第107話 メタモルフォーゼ 流形態

 二つの光が、私のスマホへと飛び込んでくる。

 一つ焔の民の少女だったもの。もう一つはキミマロだったもの。


 光を取り込み、スマホから溢れ出す、焔と水。


 焔は下へと。

 私の足を覆うように。足に食い込んでいた闇のアギトを尽く焼き払い、傷を焔が覆っていく。

 優しく私の傷を撫でる焔。それはまるで再生を象徴する不死鳥のごとく。私の傷が、炎で覆い尽くされ、炎が血となり肉となり皮膚となる。

 傷だった場所が、焔と書き換わっていく。

 痛みすら消え、そこには温かさだけが残る。


 水は上へと。

 私の上半身を流れるように巡り、一部が背中から翼となって花開く。それは水で出来た翼。循環する水の流れで形づくられた極薄の羽、一枚一枚が無数に重なり、翼となる。大気に満ちる大源泉から溢れた光──マナを捉え空を駆けるための翼。

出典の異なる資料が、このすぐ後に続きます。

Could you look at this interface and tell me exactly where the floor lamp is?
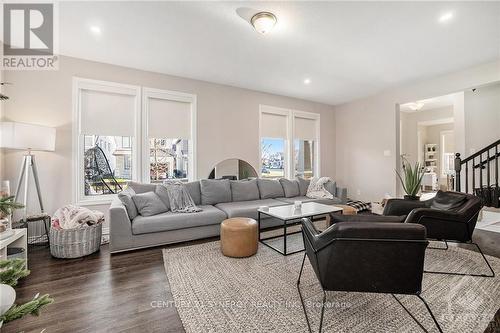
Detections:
[0,122,56,220]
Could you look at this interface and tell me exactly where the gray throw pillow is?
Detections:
[231,179,259,201]
[200,179,231,205]
[118,187,139,220]
[128,182,156,194]
[155,185,170,209]
[257,179,285,199]
[186,181,201,205]
[280,178,300,198]
[297,177,311,196]
[325,180,337,197]
[132,192,168,216]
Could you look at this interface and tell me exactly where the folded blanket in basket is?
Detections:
[52,205,104,229]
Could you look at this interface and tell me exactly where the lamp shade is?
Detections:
[0,122,56,151]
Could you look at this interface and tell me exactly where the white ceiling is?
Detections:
[59,1,500,104]
[399,94,455,113]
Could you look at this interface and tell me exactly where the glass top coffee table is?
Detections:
[257,202,342,256]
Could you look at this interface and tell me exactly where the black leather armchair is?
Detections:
[383,191,495,277]
[297,219,442,332]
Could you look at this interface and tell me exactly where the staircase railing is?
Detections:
[455,139,500,194]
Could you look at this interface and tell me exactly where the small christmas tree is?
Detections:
[0,259,54,323]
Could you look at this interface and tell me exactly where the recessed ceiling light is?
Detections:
[90,25,101,35]
[250,12,277,35]
[439,12,453,23]
[408,102,425,111]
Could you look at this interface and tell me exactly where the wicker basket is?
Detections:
[50,223,102,258]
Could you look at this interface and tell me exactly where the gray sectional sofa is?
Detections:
[110,178,347,253]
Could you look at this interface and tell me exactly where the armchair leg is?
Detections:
[297,253,326,333]
[427,239,448,251]
[391,294,443,333]
[417,295,443,333]
[297,253,312,333]
[319,290,326,333]
[424,242,495,277]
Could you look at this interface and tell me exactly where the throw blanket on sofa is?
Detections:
[163,181,202,213]
[306,177,333,199]
[52,205,104,229]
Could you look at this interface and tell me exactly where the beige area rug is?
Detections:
[163,228,500,333]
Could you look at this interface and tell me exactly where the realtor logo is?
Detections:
[2,3,57,70]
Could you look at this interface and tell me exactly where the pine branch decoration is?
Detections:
[0,259,54,323]
[0,294,54,323]
[0,259,30,287]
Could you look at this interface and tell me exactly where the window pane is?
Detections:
[83,135,132,196]
[261,138,285,178]
[294,139,314,179]
[149,138,189,183]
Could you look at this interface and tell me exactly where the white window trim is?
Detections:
[257,104,293,178]
[439,130,454,177]
[258,104,321,179]
[290,110,321,178]
[141,87,198,183]
[72,77,141,206]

 鯆形態だった時のメタモルフォーゼとは、装備の時の様子が全く異なる。キミマロと似た肌になることもなく、私の体を覆うのは、流水で出来たそれ。

 まるで焔形態の対となるかのような姿。

 巡る水は不定形のままに、それでもしっかりと私の体にまとわり。

 翼となり、鎧となり、武器となせる事が伝わってくる。


 手にしたスマホ。

 そこに表示される、文字が目にはいる。


『メタモルフォーゼ・ながれ形態』


 その文字を目にして、私は納得する。

 先程から、不思議と見えるのだ。体にまとわりつく流水の使い方が。

 流形態の私のまとう炎と水が副産物に過ぎないことが。


 そこへ、異界の魔王が襲いかかってくる。

 メタモルフォーゼを終えた私に向かい。


 先程までの悠然とした佇まいが嘘のように、焦った様子を見せる魔王。

 中性的で感情の見えなかった異界の魔王の表情が、ひどく歪んでいる。


 異界の魔王は闇の竜をけしかけると、自身も私に向かって迫ってくる。その手には、漆黒の人の頭ぐらいの大きさの、濃縮された闇を生み出して。


「ごめん、君には申し訳ないことをしました」私はに向かって呟く。


 見えるのだ、世界に内包された物質の流れが。そう、『世界』の流れが。


 私は眼前に迫った闇の竜へ手を伸ばす。その額を、そっと撫でる。手には焔と水をまとわせ。

 まるで愛猫の耳をくすぐるように。

 そっと。


 流形態の私の目に写る、闇の竜の実在。その存在を構成する特異点を、優しく撫でて刺激してあげる。

 それだけで、この世界で異物として無理やりに存在させられていた闇の竜の存在が、ほどける。


 闇の竜の体に、亀裂が入る。


 亀裂を生んだのは、焔。

 その亀裂から、どんどんと細かい破片と化していく闇を優しく受け止めるのは、水。

 水に包まれ、闇はその実在を急速に消失させていく。

 

「痛かったね。ごめん」 


 私は消えゆくそれへ、最後に言葉をかける。

 世界に拒絶され続けていた闇の竜は、元居た場所へと還っていった。